Vivian Silver was a Canadian-Israeli humanitarian and peace activist, who was murdered by Hamas gunmen at her home on Be’eri kibbutz, just a few kilometres from the Israel-Gaza border, on 7 October... Visiting her burnt-out home a few weeks later, Yonatan told Canadian television that he’d managed to salvage a few of her personal belongings, but “
everything was ashes there”, as the killers had torched the 74-year-old’s home.
Vivian was born and raised in Winnipeg. She moved to Israel in 1973, wanting to be part of a peaceful solution to the Israeli-Palestinian conflict, which was violently reignited the year she arrived in the Middle East by the
Yom Kippur war. Her subsequent life was devoted to reconciliation. When she died, she’d been the longtime director of the Arab-Jewish Center for Empowerment, Equality, and Cooperation, an initiative she co-founded that organised projects linking communities in
Israel, Gaza and the West Bank. After the last major war between Israel and Hamas in 2014, she helped found a movement called Women Wage Peace, promoting initiatives joining together women from all communities, putting them front and centre of the peace debate.
Vivian’s was a noble life, though I’m sure she never saw herself as “noble”, despite living so much of the time in the service of others. She was undoubtedly a human being possessed of a deep compassion, who also understood a fundamental fact: that whether Israeli or Palestinian, black or white, rich or poor, Muslim, Christian or Jew, we are all human beings; that, to paraphrase Charles Dickens, we are “fellow passengers to the grave”, and not different “races of creatures bound on other journeys”. Many of those who died at Be’eri kibbutz were fellow peace activists, including
Hayim Katsman, who was 32 and worked with Palestinians in the southern West Bank.

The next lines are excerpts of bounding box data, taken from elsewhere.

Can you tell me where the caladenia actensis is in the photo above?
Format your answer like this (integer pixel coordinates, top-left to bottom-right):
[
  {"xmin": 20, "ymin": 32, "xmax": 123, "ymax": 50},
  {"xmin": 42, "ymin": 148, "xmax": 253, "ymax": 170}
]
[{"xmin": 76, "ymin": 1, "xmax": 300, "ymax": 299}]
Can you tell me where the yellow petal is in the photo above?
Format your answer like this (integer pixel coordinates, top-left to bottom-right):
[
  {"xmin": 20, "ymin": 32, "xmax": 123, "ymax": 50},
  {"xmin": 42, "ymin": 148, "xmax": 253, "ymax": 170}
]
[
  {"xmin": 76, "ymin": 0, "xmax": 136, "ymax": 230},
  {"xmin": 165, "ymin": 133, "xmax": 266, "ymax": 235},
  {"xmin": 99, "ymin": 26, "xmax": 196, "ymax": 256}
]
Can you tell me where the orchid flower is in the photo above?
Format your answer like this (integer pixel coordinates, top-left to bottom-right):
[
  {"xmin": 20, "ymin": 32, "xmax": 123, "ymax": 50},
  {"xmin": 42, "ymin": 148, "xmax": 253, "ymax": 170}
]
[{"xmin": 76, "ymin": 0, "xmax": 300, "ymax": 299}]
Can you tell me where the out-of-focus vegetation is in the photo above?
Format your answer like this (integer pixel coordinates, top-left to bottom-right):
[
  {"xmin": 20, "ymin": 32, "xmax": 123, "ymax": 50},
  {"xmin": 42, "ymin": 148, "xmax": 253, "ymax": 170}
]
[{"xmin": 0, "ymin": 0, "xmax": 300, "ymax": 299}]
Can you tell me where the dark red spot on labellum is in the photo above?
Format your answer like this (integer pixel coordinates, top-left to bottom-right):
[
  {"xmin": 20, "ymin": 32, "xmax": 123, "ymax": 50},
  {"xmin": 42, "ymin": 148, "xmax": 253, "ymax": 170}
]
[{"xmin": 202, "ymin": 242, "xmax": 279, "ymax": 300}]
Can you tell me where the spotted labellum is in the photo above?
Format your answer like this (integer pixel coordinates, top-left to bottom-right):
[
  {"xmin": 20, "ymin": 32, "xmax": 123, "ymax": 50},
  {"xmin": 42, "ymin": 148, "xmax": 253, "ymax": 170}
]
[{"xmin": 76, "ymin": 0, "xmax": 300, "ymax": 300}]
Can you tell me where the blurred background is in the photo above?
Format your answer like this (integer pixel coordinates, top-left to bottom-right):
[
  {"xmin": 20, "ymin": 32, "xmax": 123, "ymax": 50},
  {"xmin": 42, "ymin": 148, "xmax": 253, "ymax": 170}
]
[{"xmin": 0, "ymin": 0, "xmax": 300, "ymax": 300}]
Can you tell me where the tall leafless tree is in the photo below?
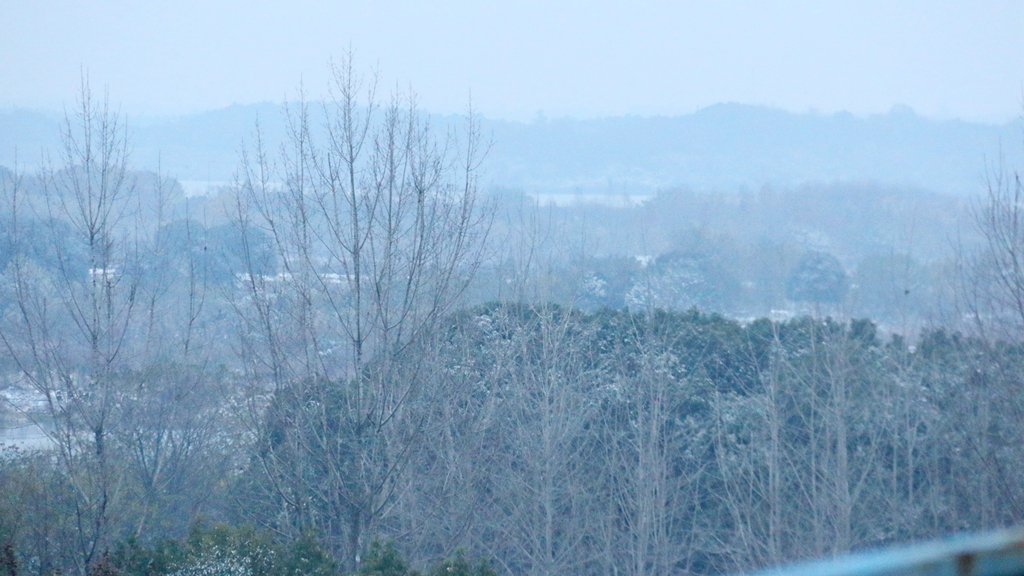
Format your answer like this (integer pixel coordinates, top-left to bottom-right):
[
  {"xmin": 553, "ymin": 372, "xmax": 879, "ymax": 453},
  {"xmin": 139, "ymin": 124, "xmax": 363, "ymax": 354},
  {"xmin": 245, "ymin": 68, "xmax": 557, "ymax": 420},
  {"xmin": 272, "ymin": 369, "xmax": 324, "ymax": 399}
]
[{"xmin": 236, "ymin": 55, "xmax": 486, "ymax": 570}]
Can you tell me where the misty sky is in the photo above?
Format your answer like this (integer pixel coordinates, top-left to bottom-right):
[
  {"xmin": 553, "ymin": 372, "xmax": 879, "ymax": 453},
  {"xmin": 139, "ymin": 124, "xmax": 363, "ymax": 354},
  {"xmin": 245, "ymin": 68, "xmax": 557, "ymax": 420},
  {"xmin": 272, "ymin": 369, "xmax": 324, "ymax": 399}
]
[{"xmin": 0, "ymin": 0, "xmax": 1024, "ymax": 122}]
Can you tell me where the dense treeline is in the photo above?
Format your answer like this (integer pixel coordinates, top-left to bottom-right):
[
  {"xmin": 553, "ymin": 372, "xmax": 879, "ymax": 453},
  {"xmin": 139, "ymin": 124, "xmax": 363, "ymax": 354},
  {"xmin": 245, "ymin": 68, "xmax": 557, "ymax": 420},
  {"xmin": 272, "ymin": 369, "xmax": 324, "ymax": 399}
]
[
  {"xmin": 6, "ymin": 303, "xmax": 1024, "ymax": 574},
  {"xmin": 0, "ymin": 69, "xmax": 1024, "ymax": 576}
]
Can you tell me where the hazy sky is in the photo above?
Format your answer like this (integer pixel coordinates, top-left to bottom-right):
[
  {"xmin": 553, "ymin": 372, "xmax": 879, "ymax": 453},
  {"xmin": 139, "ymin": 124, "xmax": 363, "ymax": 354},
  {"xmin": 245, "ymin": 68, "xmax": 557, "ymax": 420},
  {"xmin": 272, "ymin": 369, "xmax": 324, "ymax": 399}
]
[{"xmin": 6, "ymin": 0, "xmax": 1024, "ymax": 121}]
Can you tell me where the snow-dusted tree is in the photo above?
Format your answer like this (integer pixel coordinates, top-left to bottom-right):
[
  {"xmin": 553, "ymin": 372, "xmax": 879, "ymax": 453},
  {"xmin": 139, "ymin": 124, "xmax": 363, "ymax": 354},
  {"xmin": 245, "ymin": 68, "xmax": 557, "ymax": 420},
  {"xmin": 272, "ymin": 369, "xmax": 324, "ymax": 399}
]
[{"xmin": 236, "ymin": 55, "xmax": 486, "ymax": 571}]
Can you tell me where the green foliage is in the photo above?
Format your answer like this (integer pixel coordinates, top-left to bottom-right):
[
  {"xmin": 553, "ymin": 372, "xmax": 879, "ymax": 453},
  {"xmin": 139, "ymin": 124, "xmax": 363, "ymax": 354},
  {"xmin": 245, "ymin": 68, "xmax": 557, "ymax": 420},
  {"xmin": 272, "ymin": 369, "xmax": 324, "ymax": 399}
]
[
  {"xmin": 109, "ymin": 523, "xmax": 337, "ymax": 576},
  {"xmin": 359, "ymin": 540, "xmax": 415, "ymax": 576}
]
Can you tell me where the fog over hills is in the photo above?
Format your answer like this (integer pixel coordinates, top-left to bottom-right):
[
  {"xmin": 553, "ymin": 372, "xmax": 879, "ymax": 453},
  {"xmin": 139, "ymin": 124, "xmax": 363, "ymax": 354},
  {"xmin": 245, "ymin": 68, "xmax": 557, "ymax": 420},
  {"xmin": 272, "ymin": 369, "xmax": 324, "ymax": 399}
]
[{"xmin": 0, "ymin": 104, "xmax": 1024, "ymax": 196}]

Israel and Hamas are still engaged in their bitter war and there’s little to suggest its conclusion will finally bring peace to this blighted corner of the world. But there is hope, because of people like Vivian’s son Yonatan and so many others like him.
They’re all activists who believe that the conflicts involving Israel and Palestine... can be resolved if people look beyond their own differences.
Yonatan says the wars and bad blood continue not because his mother’s work was stupid or naive and futile, with both sides locked in a natural, never-ending enmity, but because her efforts were not pushed and championed by more people across the divide.
Yonatan’s experience has forced me to question what my own responses might have been in the same situation. Despite everything he’s gone through, he argues his mother had the right ideas, but not enough people listened. My hope for 2024 is that more people at least try to listen, and that her life and work wasn’t in vain.